Начали мы учиться. И вот тут я стал замечать, что помню не только то, что случалось лично со мной. Понимаете? Вообще-то это с каждым бывает. Помните, у Льва Толстого разговор Наташи с Соней – метампсикоза? И вот я вспоминал вдруг какие-то никогда не виданные пейзажи. Деревушки, кареты. Людей, очень странно одетых. Старинные залы, свечи, очень тяжелые пистолеты… Потом я стал читать и постепенно понял, что он – это я.
Последнюю фразу он сказал с таким убеждением, что я окончательно уверился, что он сумасшедший. Астеник, подумал я, чтец книжек. Фантазер. Да еще заворожен фамилией, датой рождения, лицеем… Мудрено не свихнуться. Но какой ясный, какой последовательный бред!
– Понимаете, я вспомнил о том Пушкине такие вещи, о которых не было написано в книгах. Я помнил, каким было лицо у Державина, когда я читал на экзамене в Лицее, как блестели пуговицы на его мундире… Я помню, какая погода была в Болдине, когда я сжигал десятую главу «Онегина», и как горел камин… Помню, какими были глаза у Натальи Николаевны, когда я вырвался наконец из «холерной ссылки», и как много сказал мне тогда этот первый взгляд, и как я был тогда счастлив… Потом, начав читать пушкинистов, открыл о себе массу интересного.
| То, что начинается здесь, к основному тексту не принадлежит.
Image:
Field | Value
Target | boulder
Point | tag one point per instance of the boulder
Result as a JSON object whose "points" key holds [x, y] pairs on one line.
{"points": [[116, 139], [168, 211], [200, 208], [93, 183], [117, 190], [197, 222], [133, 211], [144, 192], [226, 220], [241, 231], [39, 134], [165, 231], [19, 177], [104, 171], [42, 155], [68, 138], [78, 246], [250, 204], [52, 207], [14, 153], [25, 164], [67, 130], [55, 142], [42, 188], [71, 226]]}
Ей-богу, если б я тогда знал, что моя жизнь будет настолько пристально, с таким сладострастием изучаться, не стал бы делать столько глупостей. А уж карты или поездки туда – ни-ни. Что за пример для потомства!.. А домыслов! Какую-то невинную шутку, ровным счетом не имевшую ни для меня, ни для кого никакого значения, каждый трактует по-своему, но пушкинисты – с бешеной серьезностью.
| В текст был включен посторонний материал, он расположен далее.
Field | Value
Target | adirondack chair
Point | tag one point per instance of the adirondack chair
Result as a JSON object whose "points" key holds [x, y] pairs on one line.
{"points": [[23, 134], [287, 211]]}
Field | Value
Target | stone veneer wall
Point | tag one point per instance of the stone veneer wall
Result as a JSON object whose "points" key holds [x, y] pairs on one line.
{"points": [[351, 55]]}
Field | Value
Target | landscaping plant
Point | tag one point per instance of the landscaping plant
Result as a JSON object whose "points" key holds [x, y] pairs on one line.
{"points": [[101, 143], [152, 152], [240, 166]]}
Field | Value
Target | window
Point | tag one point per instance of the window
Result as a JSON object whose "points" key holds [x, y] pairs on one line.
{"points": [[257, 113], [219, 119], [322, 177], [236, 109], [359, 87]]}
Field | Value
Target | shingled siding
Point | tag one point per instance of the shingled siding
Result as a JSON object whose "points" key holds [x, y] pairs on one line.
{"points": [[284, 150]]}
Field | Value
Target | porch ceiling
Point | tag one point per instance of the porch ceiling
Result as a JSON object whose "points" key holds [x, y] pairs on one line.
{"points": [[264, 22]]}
Тут он, видимо, что-то вспомнив, фыркнул, а потом, не сдержавшись, расхохотался, запрокидывая голову.
Конечно, он ненормальный. Но, черт возьми, с ним интересно! Однако сейчас я его поймаю.
– Скажите, Александр Сергеевич, – спросил я осторожно, когда он отсмеялся, – вот вы говорите, что помните, какая была погода в Болдине в тот день, когда вы сжигали «Онегина». – Он кивнул, улыбаясь. – А что там было написано – помните?
– Конечно.
Клюнуло!
– А вы не могли бы что-нибудь оттуда почитать? Если не трудно.
– Пожалуйста.
Вот он и попался. Сейчас он понесет свой графоманский бред, и все сразу станет на свои места.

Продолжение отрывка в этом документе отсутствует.